Zora Neale Hurston
Born: 7th January 1891
Died: 28th January 1960
Birth Place: United States
Known for: Being an African American author and filmmaker.
While at college, she edited a newspaper with Langston Hughes.
She became a leader of the Harlem Renaissance.
In 1936, she received the Guggenheim Fellowship for Creative Arts.
Zora Neale Hurston is known for celebrating the African American culture of the rural South of America. She wrote novels and books about Black mythology, legends, and folklore.
As a small child, Hurst moved from Alabama to Eatonville, Florida, with her family. Eatonville was the first all-Black city in the U.S. where African Americans lived there independent of white people. At age sixteen, she joined a travelling theatre company. She ended up in New York City during the Harlem Renaissance. At this time, Black music and art was very popular.

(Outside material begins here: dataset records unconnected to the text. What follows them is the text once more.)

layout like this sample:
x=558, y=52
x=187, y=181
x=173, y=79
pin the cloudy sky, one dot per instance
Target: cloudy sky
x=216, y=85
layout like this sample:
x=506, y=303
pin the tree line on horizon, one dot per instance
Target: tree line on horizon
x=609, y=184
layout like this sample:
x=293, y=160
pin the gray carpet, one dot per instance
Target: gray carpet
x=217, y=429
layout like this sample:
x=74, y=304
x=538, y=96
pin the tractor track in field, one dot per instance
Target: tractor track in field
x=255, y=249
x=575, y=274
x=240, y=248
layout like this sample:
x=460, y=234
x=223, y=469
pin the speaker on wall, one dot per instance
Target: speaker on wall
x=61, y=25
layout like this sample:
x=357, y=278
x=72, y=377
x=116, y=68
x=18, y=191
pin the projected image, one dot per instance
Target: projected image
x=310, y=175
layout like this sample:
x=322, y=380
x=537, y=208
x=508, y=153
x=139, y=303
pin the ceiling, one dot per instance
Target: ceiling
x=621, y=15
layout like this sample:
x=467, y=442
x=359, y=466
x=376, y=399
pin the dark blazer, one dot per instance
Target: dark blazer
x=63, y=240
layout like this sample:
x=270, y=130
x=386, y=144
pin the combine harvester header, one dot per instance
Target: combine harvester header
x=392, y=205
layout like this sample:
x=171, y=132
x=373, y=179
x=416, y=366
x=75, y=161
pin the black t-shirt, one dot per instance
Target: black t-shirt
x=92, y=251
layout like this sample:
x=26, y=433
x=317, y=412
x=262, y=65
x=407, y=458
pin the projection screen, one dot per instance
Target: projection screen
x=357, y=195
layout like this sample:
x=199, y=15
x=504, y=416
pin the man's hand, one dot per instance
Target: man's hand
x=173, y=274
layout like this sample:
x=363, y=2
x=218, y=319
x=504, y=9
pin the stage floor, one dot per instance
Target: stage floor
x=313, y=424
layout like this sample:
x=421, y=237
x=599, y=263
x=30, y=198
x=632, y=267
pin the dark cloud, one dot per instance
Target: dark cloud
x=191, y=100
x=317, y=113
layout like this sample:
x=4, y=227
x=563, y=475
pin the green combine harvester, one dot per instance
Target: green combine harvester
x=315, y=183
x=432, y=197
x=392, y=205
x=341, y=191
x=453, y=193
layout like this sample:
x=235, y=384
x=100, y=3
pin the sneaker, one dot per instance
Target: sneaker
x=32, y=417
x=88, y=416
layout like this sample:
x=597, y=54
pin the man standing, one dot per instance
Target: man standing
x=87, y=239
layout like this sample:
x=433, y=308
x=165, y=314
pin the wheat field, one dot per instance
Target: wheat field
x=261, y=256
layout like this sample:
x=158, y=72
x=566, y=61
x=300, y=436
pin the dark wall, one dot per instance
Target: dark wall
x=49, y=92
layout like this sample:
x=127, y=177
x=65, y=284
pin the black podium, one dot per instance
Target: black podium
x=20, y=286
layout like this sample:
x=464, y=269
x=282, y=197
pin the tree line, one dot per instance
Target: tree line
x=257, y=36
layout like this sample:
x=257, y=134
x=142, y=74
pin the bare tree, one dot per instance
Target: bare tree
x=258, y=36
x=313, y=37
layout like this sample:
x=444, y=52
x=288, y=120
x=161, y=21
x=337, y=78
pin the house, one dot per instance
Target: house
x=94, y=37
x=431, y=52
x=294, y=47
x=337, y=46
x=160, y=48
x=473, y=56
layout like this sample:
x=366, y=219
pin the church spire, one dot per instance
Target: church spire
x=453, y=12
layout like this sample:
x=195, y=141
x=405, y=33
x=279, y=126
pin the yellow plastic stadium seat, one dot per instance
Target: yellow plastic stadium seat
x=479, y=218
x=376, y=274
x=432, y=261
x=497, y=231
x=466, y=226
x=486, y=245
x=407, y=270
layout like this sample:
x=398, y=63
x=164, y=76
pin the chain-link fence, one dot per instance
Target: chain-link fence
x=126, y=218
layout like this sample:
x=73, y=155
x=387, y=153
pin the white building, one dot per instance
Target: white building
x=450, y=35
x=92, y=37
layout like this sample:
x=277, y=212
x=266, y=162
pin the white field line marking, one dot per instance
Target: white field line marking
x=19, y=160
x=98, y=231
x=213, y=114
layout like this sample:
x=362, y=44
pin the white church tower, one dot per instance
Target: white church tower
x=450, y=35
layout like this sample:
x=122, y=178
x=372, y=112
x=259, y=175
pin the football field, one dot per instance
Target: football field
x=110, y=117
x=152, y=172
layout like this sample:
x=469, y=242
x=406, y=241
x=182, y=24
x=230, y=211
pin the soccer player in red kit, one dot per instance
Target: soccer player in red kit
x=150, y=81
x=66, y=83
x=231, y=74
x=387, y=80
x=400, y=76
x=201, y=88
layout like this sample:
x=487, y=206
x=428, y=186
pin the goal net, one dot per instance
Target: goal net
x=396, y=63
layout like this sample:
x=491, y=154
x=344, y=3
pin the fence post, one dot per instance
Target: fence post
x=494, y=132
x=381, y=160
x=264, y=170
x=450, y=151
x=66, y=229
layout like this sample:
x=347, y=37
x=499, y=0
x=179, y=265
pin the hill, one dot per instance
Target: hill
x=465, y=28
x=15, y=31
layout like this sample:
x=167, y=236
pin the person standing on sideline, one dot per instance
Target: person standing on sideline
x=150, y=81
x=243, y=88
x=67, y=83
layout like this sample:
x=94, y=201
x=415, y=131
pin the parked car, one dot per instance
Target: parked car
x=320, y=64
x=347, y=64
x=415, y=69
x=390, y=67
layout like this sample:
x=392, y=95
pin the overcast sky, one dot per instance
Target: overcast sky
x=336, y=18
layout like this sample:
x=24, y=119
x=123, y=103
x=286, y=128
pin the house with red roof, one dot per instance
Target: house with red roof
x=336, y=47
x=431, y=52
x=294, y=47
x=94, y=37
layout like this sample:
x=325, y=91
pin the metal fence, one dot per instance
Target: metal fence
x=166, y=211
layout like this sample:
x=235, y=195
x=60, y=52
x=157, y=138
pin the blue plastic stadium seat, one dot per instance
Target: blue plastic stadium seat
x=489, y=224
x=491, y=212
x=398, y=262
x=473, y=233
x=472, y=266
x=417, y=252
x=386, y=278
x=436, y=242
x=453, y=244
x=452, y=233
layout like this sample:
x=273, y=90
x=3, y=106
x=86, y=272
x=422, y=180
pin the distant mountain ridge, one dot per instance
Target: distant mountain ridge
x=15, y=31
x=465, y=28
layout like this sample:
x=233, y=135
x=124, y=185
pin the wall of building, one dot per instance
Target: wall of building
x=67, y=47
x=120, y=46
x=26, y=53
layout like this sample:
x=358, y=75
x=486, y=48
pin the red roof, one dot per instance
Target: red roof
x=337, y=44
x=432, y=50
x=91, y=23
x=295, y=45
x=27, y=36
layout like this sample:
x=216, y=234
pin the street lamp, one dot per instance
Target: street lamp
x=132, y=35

Hurston then went to Howard University from 1921 to 1924. She won a scholarship to go to Barnard College. Here, she studied anthropology, which is looking at human societies and cultures.
Hurston studied Black culture in the South of America, as well as in Haiti, and Jamaica. She wrote a lot about Black culture, and about her own experiences of growing up as a Black person in the South.
Hurston sadly died from a stroke on 28th January 1960. There was nothing written on her grave when she died, but in 1973, writing was added. It reads “Zora Neale Hurston: A Genius of the South”. She was given lots of awards for her work, both when she was alive and after she died.